The `lastValue` variable is the magic that builds the AST. Before we can understand what it’s doing, we need to widen our inspection:

``````function ApplyLastOp(){
// if we don't have a prev operator, then use the terminal
if (lastOp === false)
lastValue = nextValue;
else // otherwise, we have a pending operator, so apply it
lastValue = ApplyBinOp(lastOp, lastValue, nextValue);
}
``````

When we go through the loop the first time, we don’t have a `lastOp` – we indicate this by initializing `lastOp` to `false`. Therefore, the first time through the loop, `lastValue` is simply set to `nextValue`, which is the terminal.

But the second time around, `lastOp` contains a symbol and `lastValue` will contain the previous terminal. We will load the next terminal into `nextValue`. It’s at this point we execute:

``````lastValue = ApplyBinOp(lastOp, lastValue, nextValue);
``````

What happens? The binary operator node is created, with the previous operator, the previous value, and the terminal we just read. Great – but why assign the results to `lastValue`?

We assign the resulting node to `lastValue` so that when the loop goes around a third time, `lastValue` will contain the binary operator (which, in turn, contains the terminals). This is what builds our tree.
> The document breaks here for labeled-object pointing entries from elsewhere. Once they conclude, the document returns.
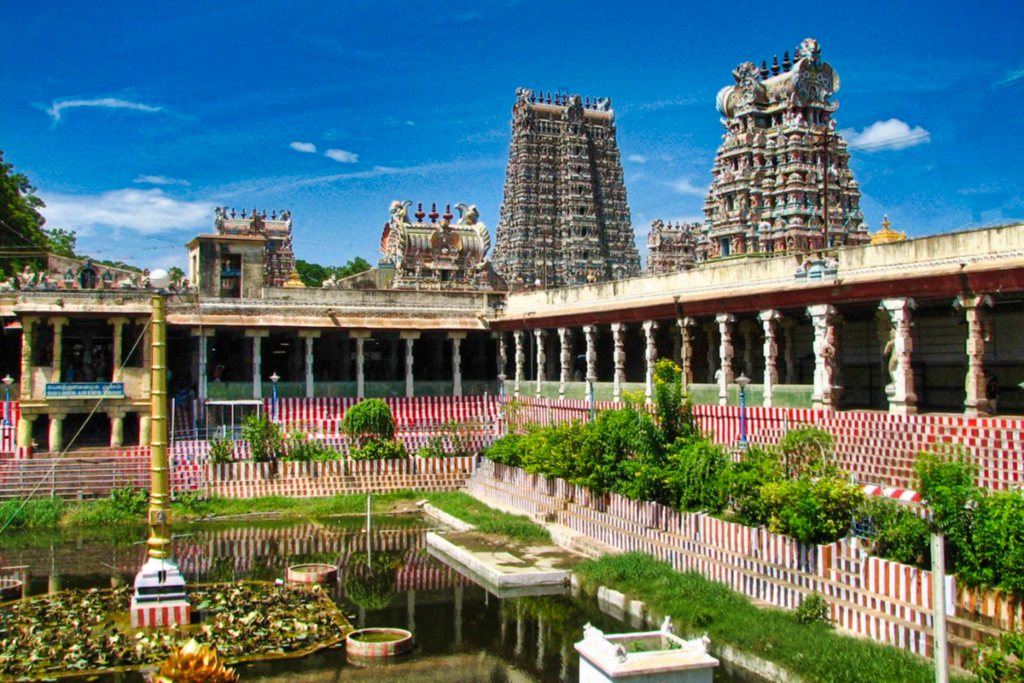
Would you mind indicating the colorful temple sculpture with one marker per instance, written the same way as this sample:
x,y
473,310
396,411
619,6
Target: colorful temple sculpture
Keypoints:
x,y
438,254
781,178
276,229
673,247
564,219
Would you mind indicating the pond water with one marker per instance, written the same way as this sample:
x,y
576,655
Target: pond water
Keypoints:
x,y
463,632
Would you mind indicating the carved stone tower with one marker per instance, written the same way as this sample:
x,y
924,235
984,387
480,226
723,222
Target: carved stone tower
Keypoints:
x,y
781,179
564,219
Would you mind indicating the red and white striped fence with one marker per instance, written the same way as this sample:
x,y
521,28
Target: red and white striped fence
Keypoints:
x,y
876,447
878,598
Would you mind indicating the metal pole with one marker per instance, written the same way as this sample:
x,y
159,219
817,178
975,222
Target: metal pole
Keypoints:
x,y
159,543
939,606
742,416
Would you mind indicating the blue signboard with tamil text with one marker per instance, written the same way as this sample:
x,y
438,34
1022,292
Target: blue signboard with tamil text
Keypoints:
x,y
85,389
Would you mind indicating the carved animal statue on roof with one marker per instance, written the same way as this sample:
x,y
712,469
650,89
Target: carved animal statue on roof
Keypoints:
x,y
468,215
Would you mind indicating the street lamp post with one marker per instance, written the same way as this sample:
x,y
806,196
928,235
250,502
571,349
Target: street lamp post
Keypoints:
x,y
160,588
742,381
590,393
273,395
7,381
501,403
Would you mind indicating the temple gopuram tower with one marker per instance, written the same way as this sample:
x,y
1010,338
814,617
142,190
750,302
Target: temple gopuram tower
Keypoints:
x,y
564,219
278,230
781,180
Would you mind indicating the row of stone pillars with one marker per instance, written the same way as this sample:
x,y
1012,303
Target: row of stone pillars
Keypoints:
x,y
565,357
896,317
360,336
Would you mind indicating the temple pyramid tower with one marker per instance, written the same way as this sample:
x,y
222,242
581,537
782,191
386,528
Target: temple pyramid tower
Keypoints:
x,y
564,219
781,181
781,177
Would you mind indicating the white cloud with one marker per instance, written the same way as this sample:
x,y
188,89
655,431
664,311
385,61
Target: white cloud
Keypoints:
x,y
58,105
144,211
686,186
342,156
160,180
890,134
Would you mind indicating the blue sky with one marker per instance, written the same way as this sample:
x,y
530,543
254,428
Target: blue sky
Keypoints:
x,y
135,119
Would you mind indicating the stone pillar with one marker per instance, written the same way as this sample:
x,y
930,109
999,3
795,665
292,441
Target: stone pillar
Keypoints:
x,y
360,377
410,338
58,324
790,348
457,338
619,356
686,326
902,399
825,393
710,330
144,423
976,401
117,428
590,333
202,369
542,358
257,337
769,323
649,327
520,360
25,430
725,322
25,389
503,357
747,329
309,336
56,432
565,356
118,324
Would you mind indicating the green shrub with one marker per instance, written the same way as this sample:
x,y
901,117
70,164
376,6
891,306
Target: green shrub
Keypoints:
x,y
1000,660
263,436
617,443
379,450
813,609
221,451
744,480
806,451
34,513
452,441
697,475
555,451
370,420
302,447
505,451
812,510
130,501
672,409
894,532
996,554
947,488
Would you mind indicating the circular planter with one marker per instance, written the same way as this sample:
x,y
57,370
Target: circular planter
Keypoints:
x,y
10,589
378,643
311,573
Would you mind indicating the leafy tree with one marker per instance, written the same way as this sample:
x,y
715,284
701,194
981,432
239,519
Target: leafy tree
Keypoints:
x,y
61,242
370,420
745,480
20,222
176,274
263,436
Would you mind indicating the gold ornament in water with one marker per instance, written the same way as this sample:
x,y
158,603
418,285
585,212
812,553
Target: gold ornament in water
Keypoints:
x,y
195,664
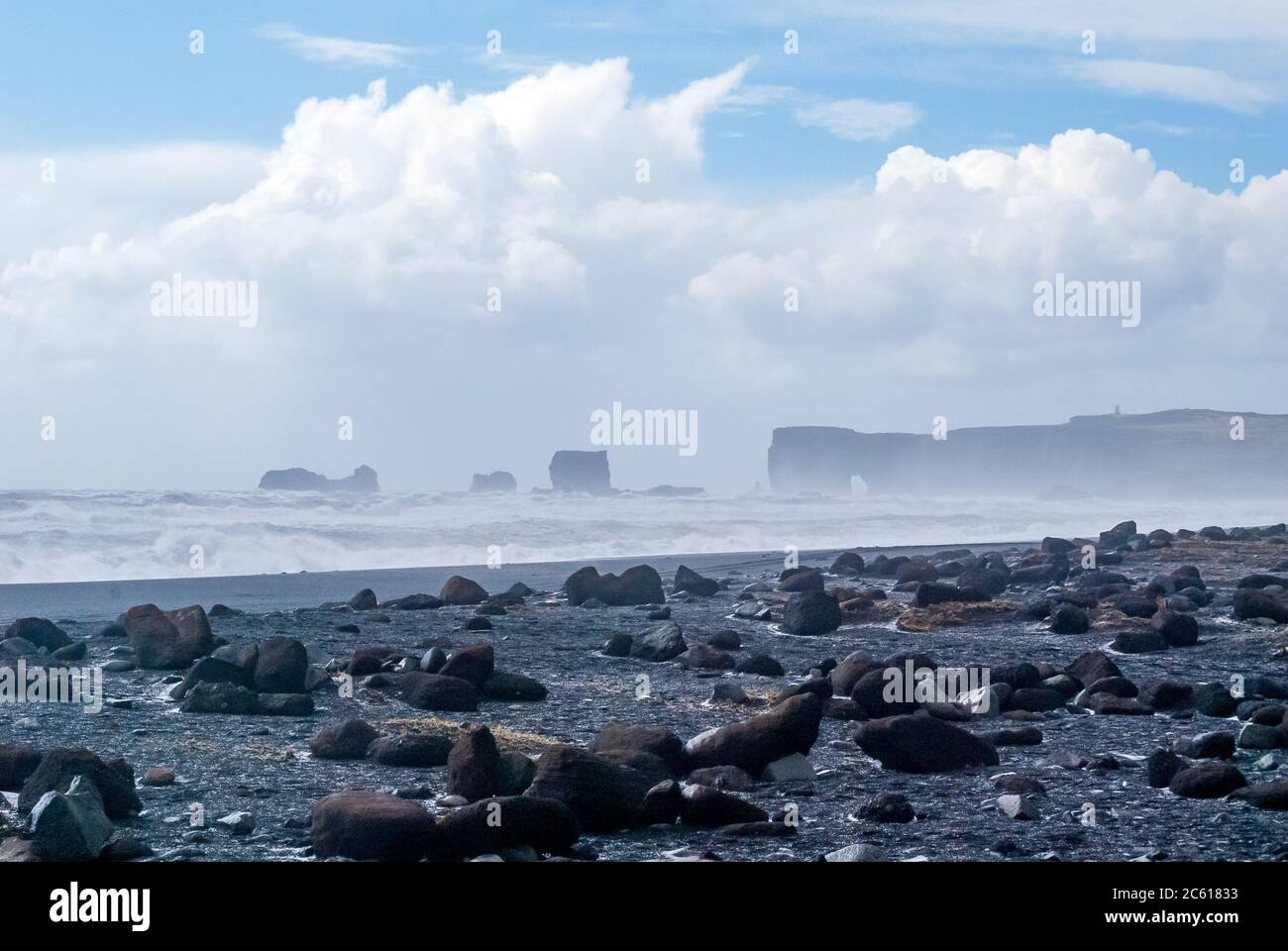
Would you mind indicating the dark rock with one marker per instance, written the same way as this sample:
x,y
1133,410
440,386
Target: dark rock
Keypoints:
x,y
281,667
725,639
1207,781
848,564
1138,642
1215,745
888,806
702,805
1164,694
921,744
507,822
1214,699
513,687
364,825
39,632
662,642
460,590
475,663
1249,602
1177,630
473,766
755,742
811,612
1069,619
761,665
114,781
1162,766
17,763
497,480
617,646
799,581
364,600
604,795
421,750
706,658
347,740
694,582
438,692
167,639
638,585
660,742
661,805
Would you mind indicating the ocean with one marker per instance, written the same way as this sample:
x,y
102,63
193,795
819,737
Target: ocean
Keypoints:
x,y
123,536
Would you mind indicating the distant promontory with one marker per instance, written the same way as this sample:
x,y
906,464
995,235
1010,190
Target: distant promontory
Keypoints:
x,y
364,479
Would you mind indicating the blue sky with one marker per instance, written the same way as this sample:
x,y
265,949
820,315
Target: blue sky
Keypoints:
x,y
909,175
91,75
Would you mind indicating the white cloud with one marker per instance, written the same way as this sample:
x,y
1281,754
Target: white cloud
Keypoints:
x,y
1193,84
338,50
861,120
376,228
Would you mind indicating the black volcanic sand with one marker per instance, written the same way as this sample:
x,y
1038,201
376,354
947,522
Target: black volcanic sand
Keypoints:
x,y
262,765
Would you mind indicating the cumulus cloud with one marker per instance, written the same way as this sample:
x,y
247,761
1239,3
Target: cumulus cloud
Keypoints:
x,y
861,120
338,50
377,230
1194,84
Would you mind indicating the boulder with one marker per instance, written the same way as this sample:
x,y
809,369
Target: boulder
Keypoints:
x,y
281,667
603,795
661,805
473,766
1207,781
1160,766
475,663
709,808
364,600
419,750
497,480
114,781
69,826
462,590
347,740
1177,630
167,639
848,564
581,471
1069,619
629,736
1091,667
638,585
811,612
1250,602
755,742
437,692
706,658
761,665
17,763
509,822
662,642
922,744
513,687
39,632
694,582
375,826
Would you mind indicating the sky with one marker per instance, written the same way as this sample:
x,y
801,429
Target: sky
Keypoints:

We are moving from terminals (leaf nodes), upwards along the branches, building larger and larger trees, using the binary operator nodes to collect everything.

In fact, once you understand these two concepts (`lastOp` for postponing operator application, and `lastValue` for tree building), you understand the core of the Shunting Yard algorithm.